In [4]:
import pandas as pd
import numpy as np
import matplotlib.pyplot as plt
from surprise import NMF
from surprise import Dataset
from surprise.model_selection import GridSearchCV

Ali Ghuman, Layth Yassin, Simon Yoon 

A recommendation was expertly curated for a suggestive dataset of 100k movie ratings. A technique known as grid search was employed with an extensive variety of hyperparameter values, specifically 486, to find the optimal values. The root mean squared that reigned supreme was 0.954 (compared to 0.963 baseline) with the following values for the hyperparameters: 
> 20 epochs
> 25 latent dimensions
> 0.06 regularization term for users
> 0.36 regularization term for items
> 0.02 regulatization term for user bias
> 0.005 regulatization term for item bias

In [5]:
n_epochs = [10, 20]
n_factors = [5, 25, 50]
reg_pu = [0.02, 0.06, 0.36]
reg_qi = [0.02, 0.06, 0.36]
reg_bu = [0.005, 0.02, 0.12]
reg_bi = [0.005, 0.02, 0.12]

gs = GridSearchCV(NMF, {"n_epochs": n_epochs, "n_factors": n_factors, 
                "reg_pu": reg_pu, "reg_qi": reg_qi,
                "reg_bu": reg_bu, "reg_bi": reg_bi}, measures=["rmse"])
gs.fit(Dataset.load_builtin('ml-100k'))
print(gs.best_score["rmse"], gs.best_params["rmse"])

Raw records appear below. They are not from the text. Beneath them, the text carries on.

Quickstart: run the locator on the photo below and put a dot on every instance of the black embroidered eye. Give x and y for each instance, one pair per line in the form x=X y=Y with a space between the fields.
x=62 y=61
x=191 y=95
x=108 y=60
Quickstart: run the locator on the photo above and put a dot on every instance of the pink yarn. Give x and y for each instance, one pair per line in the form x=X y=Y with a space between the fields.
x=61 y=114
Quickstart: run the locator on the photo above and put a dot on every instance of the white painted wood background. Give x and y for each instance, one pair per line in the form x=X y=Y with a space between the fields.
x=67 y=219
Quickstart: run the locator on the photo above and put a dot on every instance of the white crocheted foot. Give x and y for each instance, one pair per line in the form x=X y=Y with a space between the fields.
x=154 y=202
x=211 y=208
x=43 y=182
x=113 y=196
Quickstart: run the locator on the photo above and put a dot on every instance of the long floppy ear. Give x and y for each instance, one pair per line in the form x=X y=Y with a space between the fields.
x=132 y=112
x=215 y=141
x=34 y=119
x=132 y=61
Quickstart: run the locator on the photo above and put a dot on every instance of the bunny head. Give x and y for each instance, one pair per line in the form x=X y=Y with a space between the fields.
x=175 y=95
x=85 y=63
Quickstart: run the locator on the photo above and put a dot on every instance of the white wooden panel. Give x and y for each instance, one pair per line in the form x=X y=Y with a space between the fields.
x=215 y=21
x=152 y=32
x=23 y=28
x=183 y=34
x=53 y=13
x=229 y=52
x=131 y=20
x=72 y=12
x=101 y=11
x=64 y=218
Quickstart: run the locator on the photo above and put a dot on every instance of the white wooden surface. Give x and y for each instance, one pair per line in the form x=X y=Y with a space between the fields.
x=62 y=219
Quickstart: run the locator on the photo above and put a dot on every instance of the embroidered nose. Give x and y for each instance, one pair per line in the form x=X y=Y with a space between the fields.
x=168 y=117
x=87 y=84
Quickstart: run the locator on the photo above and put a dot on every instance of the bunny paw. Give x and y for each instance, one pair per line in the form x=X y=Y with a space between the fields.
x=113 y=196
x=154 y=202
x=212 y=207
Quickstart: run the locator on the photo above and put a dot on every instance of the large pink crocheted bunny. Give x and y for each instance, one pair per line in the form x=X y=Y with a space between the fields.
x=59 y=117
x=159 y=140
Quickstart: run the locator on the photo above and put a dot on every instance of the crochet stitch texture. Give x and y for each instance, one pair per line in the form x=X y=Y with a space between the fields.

0.9540216296692338 {'n_epochs': 20, 'n_factors': 25, 'reg_pu': 0.06, 'reg_qi': 0.36, 'reg_bu': 0.02, 'reg_bi': 0.005}


In [12]:
def procure_loss(P, U, df, hash_map_item, movie_map):
    loss = 0
    for i, row in df.iterrows():
        i = hash_map_item[int(row["userId"])]
        j = movie_map[int(row["movieId"])]
        loss += (row["rating"] - U[i, :] @ P[j, :]) ** 2 + 0.001 * (np.linalg.norm(U[i, :]) + np.linalg.norm(P[j, :]) )
    return loss

def get_r(df: pd.DataFrame, num_item, hash_map_item, flag) -> np.ndarray:
    r = np.zeros((num_item, 1))
    for k, row in df.iterrows():
        i = int(row["userId"]) if flag else row["movieId"]
        i = hash_map_item[i]
        r[i] = row["rating"]
    return r

In [17]:
df = pd.read_csv("ml-latest-small/ratings.csv").drop("timestamp", axis = 1)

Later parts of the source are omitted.